ムービーを見る限り、デザインやユニットの動きなど、ほとんど完成に近い出来を思わせる。その一方で、ユニットのパラメータや種族ごとのバランスなど、細かい調整の部分は時間がかかるため、我々がプレイできるようになるまでにはもう少し時間がかかるのではないだろうか。いずれにせよ、予算や製作期間を定めないという稀有なプロジェクトだけに、今後の展開は目が離せない。
■ トーナメントを軸にした一大イベント「WWI」。連日の大盛況で閉幕
フェンシング競技場には、「Diablo」シリーズ以外のBlizzard作品を用いたクエスト形式の体験コーナーがあり、射的やカードゲーム、ロデオなどアトラクションをプレイすると賞品が当たったり、「WoW」アリーナモードで勝利すると表に出ている熱気球に乗ることができるといった、ユニークなイベントを実施していた。さらに2日目は天候にも恵まれたため、オリンピック公園に遊びに来ていたユーザーを巻き込み、入場規制が敷かれるなど大盛況となった。
Blizzardシアターでは、ゲームデザイン、アートデザイン、デモムービーの試演の3つのプログラムが何度も繰り返されていた。

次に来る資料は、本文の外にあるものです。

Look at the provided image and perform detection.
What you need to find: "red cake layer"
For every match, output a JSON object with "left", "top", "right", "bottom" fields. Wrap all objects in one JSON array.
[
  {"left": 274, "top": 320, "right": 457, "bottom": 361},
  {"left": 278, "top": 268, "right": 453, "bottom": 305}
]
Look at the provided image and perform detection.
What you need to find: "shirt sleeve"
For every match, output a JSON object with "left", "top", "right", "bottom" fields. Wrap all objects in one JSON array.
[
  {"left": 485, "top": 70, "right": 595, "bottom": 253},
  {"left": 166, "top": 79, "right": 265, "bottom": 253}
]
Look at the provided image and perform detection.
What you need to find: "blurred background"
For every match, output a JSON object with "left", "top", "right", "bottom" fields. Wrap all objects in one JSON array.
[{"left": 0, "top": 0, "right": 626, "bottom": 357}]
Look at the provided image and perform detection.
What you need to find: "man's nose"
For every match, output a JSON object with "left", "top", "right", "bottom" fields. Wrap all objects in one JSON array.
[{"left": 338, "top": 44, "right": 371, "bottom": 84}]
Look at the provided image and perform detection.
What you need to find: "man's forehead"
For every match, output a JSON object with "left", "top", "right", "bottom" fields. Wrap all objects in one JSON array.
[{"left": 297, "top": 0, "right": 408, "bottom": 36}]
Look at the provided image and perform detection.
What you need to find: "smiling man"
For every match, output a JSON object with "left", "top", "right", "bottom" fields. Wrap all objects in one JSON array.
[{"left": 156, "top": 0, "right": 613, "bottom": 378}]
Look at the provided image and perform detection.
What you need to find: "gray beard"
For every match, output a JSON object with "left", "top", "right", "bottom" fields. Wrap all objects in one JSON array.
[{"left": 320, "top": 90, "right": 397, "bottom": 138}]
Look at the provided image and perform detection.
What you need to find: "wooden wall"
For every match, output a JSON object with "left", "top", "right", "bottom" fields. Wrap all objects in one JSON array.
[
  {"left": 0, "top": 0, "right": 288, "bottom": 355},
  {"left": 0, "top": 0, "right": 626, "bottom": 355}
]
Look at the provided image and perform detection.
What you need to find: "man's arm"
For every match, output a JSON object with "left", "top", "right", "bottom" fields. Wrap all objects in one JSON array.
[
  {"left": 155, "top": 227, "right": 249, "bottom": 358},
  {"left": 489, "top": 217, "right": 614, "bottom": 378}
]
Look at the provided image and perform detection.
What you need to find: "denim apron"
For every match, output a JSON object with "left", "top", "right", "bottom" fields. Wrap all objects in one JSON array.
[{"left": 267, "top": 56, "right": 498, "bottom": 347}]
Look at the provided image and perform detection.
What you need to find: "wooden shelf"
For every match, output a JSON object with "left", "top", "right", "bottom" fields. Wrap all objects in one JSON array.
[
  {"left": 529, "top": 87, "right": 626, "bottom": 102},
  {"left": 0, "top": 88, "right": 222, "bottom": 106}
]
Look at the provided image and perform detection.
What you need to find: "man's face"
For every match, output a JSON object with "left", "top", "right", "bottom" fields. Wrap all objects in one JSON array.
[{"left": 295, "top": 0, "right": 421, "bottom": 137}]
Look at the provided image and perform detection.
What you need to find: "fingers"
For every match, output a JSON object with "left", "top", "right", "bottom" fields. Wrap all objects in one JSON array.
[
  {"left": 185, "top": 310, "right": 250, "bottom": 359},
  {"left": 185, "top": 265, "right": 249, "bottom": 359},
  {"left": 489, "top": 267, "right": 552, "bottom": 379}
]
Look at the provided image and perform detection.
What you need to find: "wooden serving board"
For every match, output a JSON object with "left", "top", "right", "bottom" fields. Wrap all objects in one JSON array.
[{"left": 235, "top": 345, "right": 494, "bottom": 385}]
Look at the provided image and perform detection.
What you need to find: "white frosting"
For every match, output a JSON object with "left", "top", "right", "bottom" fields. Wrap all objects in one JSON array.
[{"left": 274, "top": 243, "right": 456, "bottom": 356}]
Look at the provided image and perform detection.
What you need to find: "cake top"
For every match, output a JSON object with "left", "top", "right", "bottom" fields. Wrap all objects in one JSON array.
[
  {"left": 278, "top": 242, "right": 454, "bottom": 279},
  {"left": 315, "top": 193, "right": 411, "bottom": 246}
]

「SC2」の試遊台を置くことこそかなわなかったものの、シアターはいずれの回も長蛇の列となった。ユーザーにとっては開発者に直接質問できる機会が何度も設けられるなど、ファンサービスという点でも非常によくできたイベントであった。「SC2」の話題性もさることながら、韓国でBlizzardタイトルが非常に広く浸透しているのに驚かされた2日間だった。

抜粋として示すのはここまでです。